1月7日 / 枯れ葉
クリスマスの夜から、僕の調子は悪くなっていった。
常に彼女のことを考えてしまう。
朝起きるとスマホの通知欄を確認するのが習慣になった。
舞が僕を求めるたび、あの時のことを思い出す。
そのせいだろうか。
それとも、単純に惚れているのか。
舞の気持ちが、だんだん分からなくなっていく。
年末ごろから連絡の頻度が減った。
落ち葉が転がるみたいな空虚さが胸の奥でざわつく。
そのせいか、夢の中で彼女にひどく振られる夢を何度も見た。
「舞……」
スマホのメッセを開き、最近のやり取りを眺める。
画面を素早く操作して「初詣に行こう」と送った。
返事はすぐ返ってきて、午後から近くの神社へ行くことになった。
いつも以上に身支度を整えて家を出る。
駅で舞と合流し、神社へ向かった。
年始から一週間ほど経っていたが、境内は混雑している。
はぐれないように手を繋ぐ。
舞の手は、思っていたほど温かくなかった。
「すごい人だかり。全然前に進まないね。」
「さっきからずっと同じ場所にいる気がする。ちょっと苦手だな。」
「私は結構好きだよ。お願いごと考えられるし。」
「お願い事ってどんなこと」
「研究がうまくいきますようにって。」
「そっか」
僕は思わず肩を落とした。
「それで研究って、どんなことをしてるの」
「記憶に関する研究だよ。人ってよく勘違いするでしょ。正しく覚えてるのに誤って解釈したり、思い出せなかったりね。」
「都合よく作り変えるってこと?」
「どういう仕組みで記憶が解釈されるかってことを研究してて、いまは最終段階なんだ。先生が言うには、うまくいけば認知症とかにも応用できそうなんだって」
「……ふーん」
少し迷ってから、「うまくいくといいね」と本心じゃないことを言う。
参拝の順番が近づいてきた。
僕はお願い事を考える。
舞との関係が続くように――そう願うべきか。
でも舞は自分のお願いをする。
なら僕も同じようにすべきじゃないか。
順番が来た。
お辞儀をし、拍手をして、お願いをした。
再びお辞儀をすると、舞が聞いてくる。
「ゆうくんはどんなお願いをしたの?」
「舞のそばにいれますようにって」
「え、嬉しい。ありがとう。」
舞の声のトーンが、少しだけ低い。
何か間違えたのだろうか。
胸を掴まれるような気分になる。
夢のせいだろうか。
目の前の舞は、クリスマスと同じ笑顔を向けていた。
気のせいだ。
僕は安心して、手を繋いで境内を少し歩く。
「ゆうくんは体調、大丈夫?」
「大丈夫だよ」
「本当かな。少し顔色が悪いよ。それにクリスマスの日、様子が少し変だったから」
胸の内に冷たい風が吹く。
「ね、私のこと好き?」
「うん」
「よかった。今日はこの後、研究室に寄るんだ。だからここでお別れしよ」
「了解。

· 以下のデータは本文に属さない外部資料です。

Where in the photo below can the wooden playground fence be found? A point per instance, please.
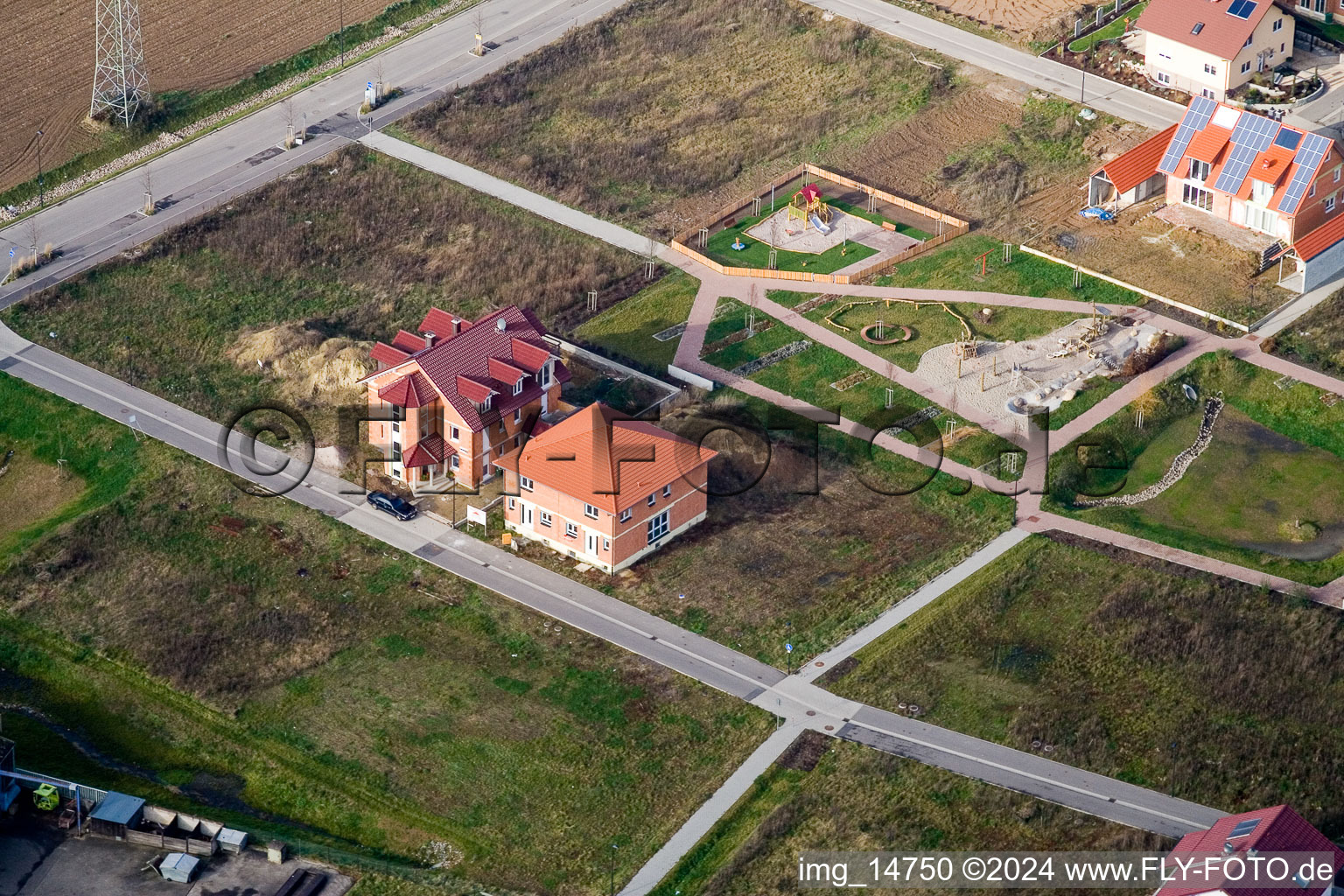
(953, 228)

頑張ってね」
舞の姿が見えなくなってから、駅へ向かって歩き出す。
帰り道、葉のない街路樹を見上げた。
細々とした枝が風に揺れ、流されていくみたいだった。
不意に、枯れ葉が潰れるクシャリという音が聞こえた。
思わず振り返り、「――」と声が漏れる。
目の前には誰もいない。
肌に刺さる風だけ。
両手をポケットに突っ込み、歩き出す。
舞と出会った日も、今日みたいに枯れ葉が転がる寒い日だった。
ふと、舞と手を繋いでいた時よりも温かいなと思い、手を握りしめた。